B. Collaboration and communication
A project or functional manager is supposed to convey the roles and responsibilities to every team member and maintain transparency. Therefore, they need to have excellent communication skills. Furthermore, a matrix structure demands a seamless exchange of knowledge, necessary files, etc., between departments, making collaboration an incumbent skill set for the managers.
C. Refined analytical skills
In a matrix organization, a project manager and a resource manager can face multiple issues that can affect a project. Some of them are uneven workload distribution, disengagement, lowered productivity, billable losses, schedule/budget overruns, etc.
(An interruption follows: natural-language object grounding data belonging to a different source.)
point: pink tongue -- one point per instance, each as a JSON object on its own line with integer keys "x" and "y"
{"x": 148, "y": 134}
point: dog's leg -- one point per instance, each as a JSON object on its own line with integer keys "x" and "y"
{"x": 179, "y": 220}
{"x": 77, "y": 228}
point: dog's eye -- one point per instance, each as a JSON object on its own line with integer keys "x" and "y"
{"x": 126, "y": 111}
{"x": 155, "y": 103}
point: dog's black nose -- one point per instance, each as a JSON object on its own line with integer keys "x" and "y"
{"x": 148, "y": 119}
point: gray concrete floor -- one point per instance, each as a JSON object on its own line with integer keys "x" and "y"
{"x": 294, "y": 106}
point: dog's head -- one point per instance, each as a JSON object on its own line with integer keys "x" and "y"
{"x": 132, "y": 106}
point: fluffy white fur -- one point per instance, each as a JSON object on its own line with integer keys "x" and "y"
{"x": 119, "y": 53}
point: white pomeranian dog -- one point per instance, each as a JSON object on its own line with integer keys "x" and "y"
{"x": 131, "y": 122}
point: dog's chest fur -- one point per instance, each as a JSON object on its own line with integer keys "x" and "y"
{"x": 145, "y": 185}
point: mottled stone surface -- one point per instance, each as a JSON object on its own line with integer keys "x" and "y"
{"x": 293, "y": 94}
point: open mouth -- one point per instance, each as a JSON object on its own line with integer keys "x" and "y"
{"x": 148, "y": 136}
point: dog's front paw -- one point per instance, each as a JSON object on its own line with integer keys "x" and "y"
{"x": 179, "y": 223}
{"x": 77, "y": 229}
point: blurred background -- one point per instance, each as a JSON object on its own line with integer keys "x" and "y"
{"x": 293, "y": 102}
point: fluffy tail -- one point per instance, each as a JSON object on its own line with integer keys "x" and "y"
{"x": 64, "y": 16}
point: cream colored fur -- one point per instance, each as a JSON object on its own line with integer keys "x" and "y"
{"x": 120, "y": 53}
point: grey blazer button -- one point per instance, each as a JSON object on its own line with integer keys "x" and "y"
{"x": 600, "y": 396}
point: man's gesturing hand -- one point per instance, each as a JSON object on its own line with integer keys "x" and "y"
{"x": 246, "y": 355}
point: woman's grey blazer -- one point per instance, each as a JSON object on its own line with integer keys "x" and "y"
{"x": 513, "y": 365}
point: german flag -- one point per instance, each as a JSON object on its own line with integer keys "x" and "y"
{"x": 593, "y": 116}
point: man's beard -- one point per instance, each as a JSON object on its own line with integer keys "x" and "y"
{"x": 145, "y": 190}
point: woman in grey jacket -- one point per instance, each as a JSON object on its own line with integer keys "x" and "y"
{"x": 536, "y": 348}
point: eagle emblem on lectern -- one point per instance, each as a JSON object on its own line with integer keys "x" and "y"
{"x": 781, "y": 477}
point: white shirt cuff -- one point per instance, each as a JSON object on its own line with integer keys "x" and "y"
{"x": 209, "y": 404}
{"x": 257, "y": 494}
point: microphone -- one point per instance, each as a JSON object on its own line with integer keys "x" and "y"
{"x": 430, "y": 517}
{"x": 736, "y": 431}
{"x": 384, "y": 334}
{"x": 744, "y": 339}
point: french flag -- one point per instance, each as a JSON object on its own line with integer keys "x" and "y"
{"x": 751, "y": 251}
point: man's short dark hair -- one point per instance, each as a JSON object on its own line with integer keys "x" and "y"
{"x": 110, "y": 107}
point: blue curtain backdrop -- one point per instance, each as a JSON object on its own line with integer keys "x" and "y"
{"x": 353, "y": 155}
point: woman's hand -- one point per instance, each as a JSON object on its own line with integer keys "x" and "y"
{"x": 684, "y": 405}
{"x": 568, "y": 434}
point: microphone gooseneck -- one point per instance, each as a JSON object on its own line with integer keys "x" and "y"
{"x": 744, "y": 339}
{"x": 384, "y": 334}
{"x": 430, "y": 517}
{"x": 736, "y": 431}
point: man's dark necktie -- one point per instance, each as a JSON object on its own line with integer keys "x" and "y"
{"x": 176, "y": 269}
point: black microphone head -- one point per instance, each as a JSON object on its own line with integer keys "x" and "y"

In order to course correct, managers should refine their analytical skills to make informed decisions, create a best-fit project and resource plan, and combat such challenges.
D. Influential power
Good influential power is essential to bring everyone on the same page, look at the big picture, and motivate them to work towards the shared common goal.
An efficient manager must lead by example and exhibit strong ethics to encourage others to follow suit.
E. Problem-solving approach
A problem-solving mindset is crucial to stay on top of issues and resolve them faster and more efficiently. Therefore, a positive mindset combined with a problem-solving approach is an essential skill for every functional and line manager.
The rise of globalization and ever-increasing resource and budget crunches have made it imperative for companies to go beyond their conventional management strategies and switch to a matrix structure.
Given the increasing complexities, matrix management is the future of the global business era and undoubtedly the key to sustainability and profitability. The benefits listed above will convince you to redefine your organizational structure.
So, are you ready to adopt the matrix management strategy?